Santiago was the first death row inmate to challenge the constitutionality of the state keeping inmates on death row after the punishment was repealed in 2012.
The state Supreme Court agreed with Santiago in 2015.
Since the 2015 ruling, all of the death row cases have been converted to life in prison without the possibility of parole.
Steven Hayes and Joshua Komisarjevsky
Steven Hayes and Joshua Komisarjevsky were perhaps the state’s highestprofile inmates on death row before the death punishment was repealed in 2012.
The pair broke into the Cheshire home of the Petit family in the early morning hours of July 23, 2007. Dr. William Petit, a well-respected endocrinologist, was beaten by the pair and then tied up in the basement as Hayes and Komisarjevsky held his family hostage upstairs for hours, court documents state.

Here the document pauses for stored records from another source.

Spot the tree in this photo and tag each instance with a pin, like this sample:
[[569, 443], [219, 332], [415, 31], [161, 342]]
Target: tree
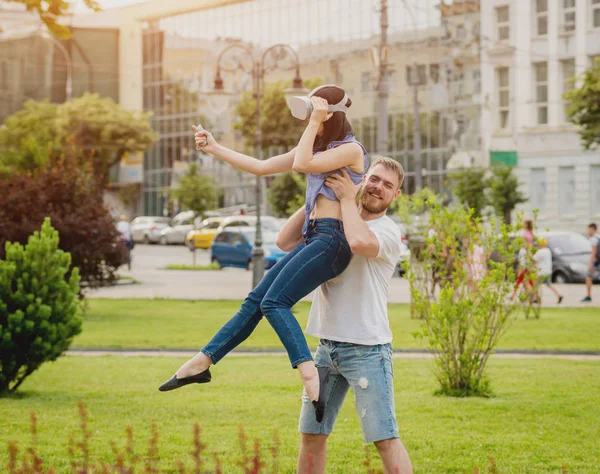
[[67, 194], [584, 107], [286, 193], [195, 192], [51, 11], [103, 130], [277, 125], [38, 306], [461, 295], [469, 186], [504, 192]]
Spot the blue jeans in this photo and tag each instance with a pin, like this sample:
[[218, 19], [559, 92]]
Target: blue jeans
[[323, 255], [370, 373]]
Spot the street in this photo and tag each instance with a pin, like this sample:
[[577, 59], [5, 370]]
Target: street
[[148, 268]]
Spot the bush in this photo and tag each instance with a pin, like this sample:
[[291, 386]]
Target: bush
[[38, 306], [66, 194], [462, 296]]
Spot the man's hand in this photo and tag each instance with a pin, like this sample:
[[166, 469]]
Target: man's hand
[[342, 186]]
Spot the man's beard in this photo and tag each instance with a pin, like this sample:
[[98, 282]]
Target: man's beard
[[372, 204]]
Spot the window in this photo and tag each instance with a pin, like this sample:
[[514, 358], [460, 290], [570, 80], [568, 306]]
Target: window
[[434, 73], [541, 17], [503, 96], [541, 92], [365, 82], [568, 15], [595, 189], [538, 189], [476, 75], [566, 190], [596, 13], [568, 73], [502, 23]]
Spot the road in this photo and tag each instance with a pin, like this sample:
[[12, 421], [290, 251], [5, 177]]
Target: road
[[149, 262]]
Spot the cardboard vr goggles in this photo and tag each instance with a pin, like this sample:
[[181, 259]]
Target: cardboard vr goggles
[[301, 107]]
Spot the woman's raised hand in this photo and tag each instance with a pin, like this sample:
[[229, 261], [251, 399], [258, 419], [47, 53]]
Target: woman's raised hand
[[320, 111], [204, 140]]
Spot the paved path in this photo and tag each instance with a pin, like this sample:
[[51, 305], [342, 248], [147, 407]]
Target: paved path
[[398, 354], [232, 283]]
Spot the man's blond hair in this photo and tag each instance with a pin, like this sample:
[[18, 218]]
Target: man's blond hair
[[389, 164]]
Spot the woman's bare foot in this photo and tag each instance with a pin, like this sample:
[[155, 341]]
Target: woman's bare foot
[[199, 363], [310, 379]]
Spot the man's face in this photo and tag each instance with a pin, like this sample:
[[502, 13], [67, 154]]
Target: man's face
[[380, 188]]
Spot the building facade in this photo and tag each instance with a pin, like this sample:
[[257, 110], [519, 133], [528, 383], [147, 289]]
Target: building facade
[[533, 50]]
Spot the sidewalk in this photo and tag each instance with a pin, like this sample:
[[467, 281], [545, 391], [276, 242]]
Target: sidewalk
[[235, 284], [398, 354]]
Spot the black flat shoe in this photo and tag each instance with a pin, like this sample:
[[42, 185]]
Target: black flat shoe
[[174, 382], [319, 405]]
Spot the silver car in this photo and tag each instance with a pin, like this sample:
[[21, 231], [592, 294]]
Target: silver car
[[178, 228], [146, 229]]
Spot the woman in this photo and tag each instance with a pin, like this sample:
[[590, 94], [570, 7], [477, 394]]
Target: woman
[[326, 145]]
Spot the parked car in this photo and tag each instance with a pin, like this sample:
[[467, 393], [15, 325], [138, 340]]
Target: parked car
[[202, 237], [178, 228], [233, 248], [147, 229], [210, 227], [570, 256]]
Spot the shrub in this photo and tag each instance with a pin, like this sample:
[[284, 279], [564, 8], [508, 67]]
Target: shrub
[[462, 296], [38, 306], [67, 195]]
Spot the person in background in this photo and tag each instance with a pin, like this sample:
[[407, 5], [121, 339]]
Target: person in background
[[125, 231], [594, 266], [543, 264]]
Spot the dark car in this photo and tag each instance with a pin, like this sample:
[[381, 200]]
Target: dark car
[[570, 256]]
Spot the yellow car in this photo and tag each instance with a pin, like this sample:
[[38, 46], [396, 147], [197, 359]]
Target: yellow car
[[202, 237]]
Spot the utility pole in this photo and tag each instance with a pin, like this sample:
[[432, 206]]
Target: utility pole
[[383, 85], [414, 79]]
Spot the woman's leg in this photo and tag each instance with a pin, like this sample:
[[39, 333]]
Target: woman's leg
[[324, 257], [239, 327]]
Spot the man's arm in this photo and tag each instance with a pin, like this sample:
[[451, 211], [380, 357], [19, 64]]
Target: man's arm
[[362, 240], [291, 234]]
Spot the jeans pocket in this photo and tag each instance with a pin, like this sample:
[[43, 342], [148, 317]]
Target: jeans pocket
[[342, 258]]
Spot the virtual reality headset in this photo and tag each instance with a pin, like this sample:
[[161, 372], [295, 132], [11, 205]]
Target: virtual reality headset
[[301, 107]]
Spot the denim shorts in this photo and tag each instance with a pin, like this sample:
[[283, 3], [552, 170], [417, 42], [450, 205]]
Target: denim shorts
[[369, 371]]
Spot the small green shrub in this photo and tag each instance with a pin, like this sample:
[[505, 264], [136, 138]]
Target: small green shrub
[[38, 306]]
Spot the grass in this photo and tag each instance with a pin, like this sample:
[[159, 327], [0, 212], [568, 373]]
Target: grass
[[179, 266], [545, 414], [138, 323]]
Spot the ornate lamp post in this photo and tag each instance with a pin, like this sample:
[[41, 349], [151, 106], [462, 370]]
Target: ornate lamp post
[[259, 67]]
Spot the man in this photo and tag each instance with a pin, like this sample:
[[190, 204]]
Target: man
[[349, 315], [124, 228], [594, 266]]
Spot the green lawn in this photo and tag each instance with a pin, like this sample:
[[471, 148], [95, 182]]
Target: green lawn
[[190, 324], [545, 413]]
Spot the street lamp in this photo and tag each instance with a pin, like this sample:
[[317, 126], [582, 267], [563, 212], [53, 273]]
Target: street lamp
[[219, 99]]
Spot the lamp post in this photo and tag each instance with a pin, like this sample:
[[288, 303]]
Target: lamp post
[[277, 53]]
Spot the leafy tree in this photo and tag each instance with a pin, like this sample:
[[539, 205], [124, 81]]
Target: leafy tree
[[504, 192], [50, 12], [469, 186], [287, 193], [584, 107], [67, 194], [195, 192], [104, 130], [38, 306], [277, 125]]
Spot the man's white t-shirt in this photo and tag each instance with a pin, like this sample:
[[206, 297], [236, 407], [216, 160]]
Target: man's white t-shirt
[[353, 306], [543, 261]]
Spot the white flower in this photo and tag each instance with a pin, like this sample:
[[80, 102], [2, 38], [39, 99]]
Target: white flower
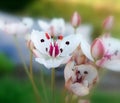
[[75, 20], [111, 57], [53, 52], [97, 49], [79, 79], [55, 27]]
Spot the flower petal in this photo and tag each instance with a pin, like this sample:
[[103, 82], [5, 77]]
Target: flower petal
[[68, 70], [69, 44], [52, 62], [43, 25], [113, 65], [86, 48], [79, 89]]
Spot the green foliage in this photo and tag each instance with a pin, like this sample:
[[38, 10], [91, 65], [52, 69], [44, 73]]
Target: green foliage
[[13, 91], [6, 65]]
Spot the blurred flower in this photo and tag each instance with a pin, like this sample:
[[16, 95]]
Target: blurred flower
[[97, 49], [17, 28], [2, 24], [54, 28], [108, 23], [111, 57], [75, 20], [53, 52], [79, 79], [28, 22]]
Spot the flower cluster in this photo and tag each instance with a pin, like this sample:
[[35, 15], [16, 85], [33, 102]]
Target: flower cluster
[[57, 43]]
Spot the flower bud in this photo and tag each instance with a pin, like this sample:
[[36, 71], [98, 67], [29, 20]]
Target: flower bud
[[108, 23], [76, 20], [97, 49]]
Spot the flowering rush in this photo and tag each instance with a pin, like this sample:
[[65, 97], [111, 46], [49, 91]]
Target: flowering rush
[[16, 28], [52, 47], [54, 51]]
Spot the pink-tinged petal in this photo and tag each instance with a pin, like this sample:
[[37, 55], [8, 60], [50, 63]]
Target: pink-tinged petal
[[76, 19], [85, 47], [97, 49], [43, 25], [108, 23], [79, 79], [2, 25], [50, 62], [113, 65], [79, 89]]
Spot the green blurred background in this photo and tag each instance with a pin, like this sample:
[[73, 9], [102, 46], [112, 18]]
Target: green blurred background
[[14, 84]]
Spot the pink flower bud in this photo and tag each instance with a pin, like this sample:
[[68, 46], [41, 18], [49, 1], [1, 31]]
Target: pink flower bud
[[108, 23], [97, 49], [76, 19]]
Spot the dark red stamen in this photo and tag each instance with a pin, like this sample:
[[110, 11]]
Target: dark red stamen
[[51, 50], [47, 36], [56, 49], [60, 37]]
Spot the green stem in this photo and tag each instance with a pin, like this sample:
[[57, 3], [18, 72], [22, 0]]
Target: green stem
[[44, 86], [52, 84], [31, 56], [26, 70]]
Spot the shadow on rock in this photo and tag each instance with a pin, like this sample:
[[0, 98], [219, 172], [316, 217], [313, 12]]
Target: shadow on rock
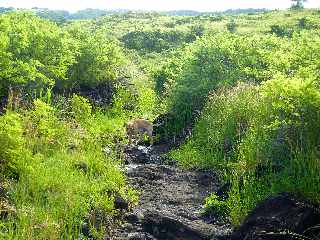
[[284, 217]]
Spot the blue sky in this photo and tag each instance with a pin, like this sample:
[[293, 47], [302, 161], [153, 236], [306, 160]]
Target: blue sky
[[199, 5]]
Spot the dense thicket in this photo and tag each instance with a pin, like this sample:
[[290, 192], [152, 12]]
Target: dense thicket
[[248, 85]]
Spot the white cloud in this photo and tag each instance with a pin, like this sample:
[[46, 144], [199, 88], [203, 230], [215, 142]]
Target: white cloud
[[200, 5]]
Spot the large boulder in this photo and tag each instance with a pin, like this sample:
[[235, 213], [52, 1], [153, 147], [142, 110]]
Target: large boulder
[[283, 217]]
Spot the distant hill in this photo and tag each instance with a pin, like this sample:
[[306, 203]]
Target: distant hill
[[61, 16]]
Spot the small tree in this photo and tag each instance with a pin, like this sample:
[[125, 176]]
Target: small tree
[[298, 4], [232, 26]]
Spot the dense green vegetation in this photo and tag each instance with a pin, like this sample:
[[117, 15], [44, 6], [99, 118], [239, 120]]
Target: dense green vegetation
[[248, 85]]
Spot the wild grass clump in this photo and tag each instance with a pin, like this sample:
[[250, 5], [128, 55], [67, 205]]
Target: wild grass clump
[[61, 171], [264, 138]]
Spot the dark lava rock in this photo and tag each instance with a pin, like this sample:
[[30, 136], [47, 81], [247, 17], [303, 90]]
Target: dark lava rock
[[120, 203], [281, 218], [171, 200]]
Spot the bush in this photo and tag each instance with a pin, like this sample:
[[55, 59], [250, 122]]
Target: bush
[[35, 59], [232, 26], [263, 138]]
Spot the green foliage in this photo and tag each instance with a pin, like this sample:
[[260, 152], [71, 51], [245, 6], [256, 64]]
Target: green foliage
[[159, 40], [263, 137], [81, 108], [217, 206], [34, 52], [297, 4], [98, 61], [232, 26], [12, 141], [61, 170]]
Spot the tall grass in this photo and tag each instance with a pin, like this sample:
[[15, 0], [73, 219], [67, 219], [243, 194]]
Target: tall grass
[[264, 138]]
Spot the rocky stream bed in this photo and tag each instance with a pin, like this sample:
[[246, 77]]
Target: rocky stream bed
[[171, 203]]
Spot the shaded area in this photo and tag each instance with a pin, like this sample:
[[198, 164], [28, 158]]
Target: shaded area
[[171, 199], [284, 217]]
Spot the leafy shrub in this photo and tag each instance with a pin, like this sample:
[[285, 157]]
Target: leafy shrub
[[220, 129], [281, 31], [12, 142], [159, 40], [232, 26], [99, 60], [216, 206], [81, 108], [34, 59], [263, 138]]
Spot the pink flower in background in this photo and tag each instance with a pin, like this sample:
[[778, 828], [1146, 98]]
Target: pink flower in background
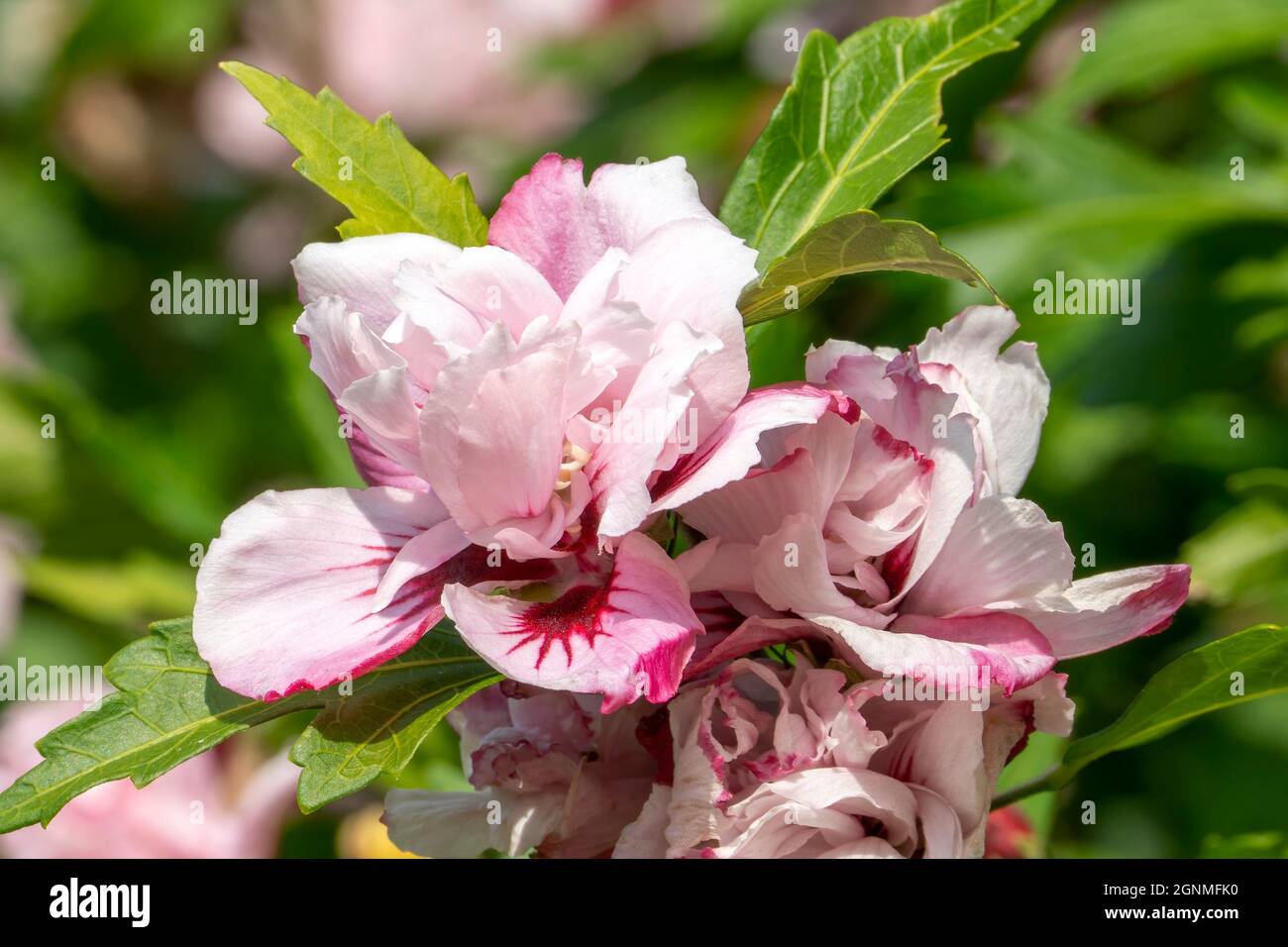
[[794, 763], [211, 806], [552, 772], [480, 77], [523, 407], [896, 535]]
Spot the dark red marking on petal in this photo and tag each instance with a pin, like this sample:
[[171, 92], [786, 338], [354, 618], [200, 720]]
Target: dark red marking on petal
[[653, 733], [471, 566], [579, 612]]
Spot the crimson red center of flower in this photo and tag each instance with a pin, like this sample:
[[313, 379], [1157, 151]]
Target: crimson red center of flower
[[578, 612]]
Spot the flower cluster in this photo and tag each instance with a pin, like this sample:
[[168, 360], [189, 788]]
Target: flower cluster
[[537, 416]]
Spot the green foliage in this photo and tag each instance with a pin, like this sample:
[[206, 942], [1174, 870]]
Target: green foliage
[[859, 243], [168, 707], [391, 710], [858, 116], [1196, 684], [1144, 46], [386, 184]]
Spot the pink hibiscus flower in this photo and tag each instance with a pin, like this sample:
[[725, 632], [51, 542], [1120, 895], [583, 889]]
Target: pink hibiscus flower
[[893, 531], [520, 410], [771, 763]]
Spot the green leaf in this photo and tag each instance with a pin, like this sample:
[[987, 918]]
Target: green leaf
[[168, 707], [859, 243], [1193, 684], [858, 116], [386, 184], [389, 714]]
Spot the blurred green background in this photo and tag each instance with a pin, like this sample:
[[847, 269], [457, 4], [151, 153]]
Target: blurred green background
[[1117, 162]]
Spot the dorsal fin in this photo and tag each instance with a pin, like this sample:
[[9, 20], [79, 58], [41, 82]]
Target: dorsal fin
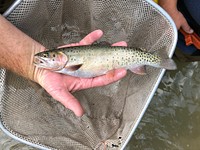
[[73, 67]]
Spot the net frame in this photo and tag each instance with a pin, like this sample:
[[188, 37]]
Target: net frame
[[2, 126]]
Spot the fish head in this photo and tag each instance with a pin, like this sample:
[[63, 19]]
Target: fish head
[[51, 60]]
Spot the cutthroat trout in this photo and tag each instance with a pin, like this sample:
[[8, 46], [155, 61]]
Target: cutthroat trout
[[92, 61]]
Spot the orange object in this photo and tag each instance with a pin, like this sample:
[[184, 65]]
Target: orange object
[[191, 39]]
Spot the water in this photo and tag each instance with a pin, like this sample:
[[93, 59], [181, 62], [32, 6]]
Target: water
[[172, 120]]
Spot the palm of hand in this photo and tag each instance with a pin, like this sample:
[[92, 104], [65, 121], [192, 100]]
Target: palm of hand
[[59, 86]]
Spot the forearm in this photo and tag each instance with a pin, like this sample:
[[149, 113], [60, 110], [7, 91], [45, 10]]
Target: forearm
[[168, 5], [17, 49]]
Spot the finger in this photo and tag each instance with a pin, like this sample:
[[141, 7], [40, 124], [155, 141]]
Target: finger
[[121, 43], [185, 26], [103, 80], [69, 101], [91, 38]]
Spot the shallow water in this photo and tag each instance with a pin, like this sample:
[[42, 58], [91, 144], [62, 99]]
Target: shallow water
[[172, 119]]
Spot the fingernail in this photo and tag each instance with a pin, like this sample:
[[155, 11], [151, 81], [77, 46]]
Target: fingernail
[[191, 31]]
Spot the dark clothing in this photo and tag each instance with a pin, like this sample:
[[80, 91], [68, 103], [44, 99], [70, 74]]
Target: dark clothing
[[191, 11]]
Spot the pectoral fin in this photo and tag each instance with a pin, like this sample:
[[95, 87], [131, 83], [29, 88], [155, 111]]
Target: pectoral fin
[[73, 67], [140, 70]]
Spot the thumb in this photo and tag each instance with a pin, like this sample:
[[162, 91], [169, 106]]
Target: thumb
[[69, 101]]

Hayes forced Petit’s wife, Jennifer Hawke-Petit, to go to the bank to withdraw money from the family’s accounts before raping and strangling the woman, according to court documents.
The couple’s daughters, Michaela, 11, and Hayley, 17, were tied to their beds and died after Hayes and Komisarjevsky set the home on fire, court documents said.
Petit was able to free himself and escape the blaze.
Hayes and Komisarjevsky were each convicted and sentenced to death. They are serving their time in a Pennsylvania federal prison.
Russell Peeler
Russell Peeler was convicted of ordering the Bridgeport killings of 8year-old B.J. Brown and his mother, Karen Clarke, in January 2009.
The child was a witness to a drive-by shooting that Peeler committed in May 2018, court documents said.
Peeler later killed the driver, Rudolph Snead, because the man went to police about the shooting, court documents said. He then asked associates, including his brother, Adrian Peeler, to kill the boy and his mother as a way of eliminating any witnesses to the drive-by shooting, which could connect him with Snead’s death, court documents said.
Richard Roszkowski
Richard Roszkowski was the last man sentenced to death in 2012 for the 2006 killings of a Bridgeport mother, her 9-year-old daughter and a man who came to their aid.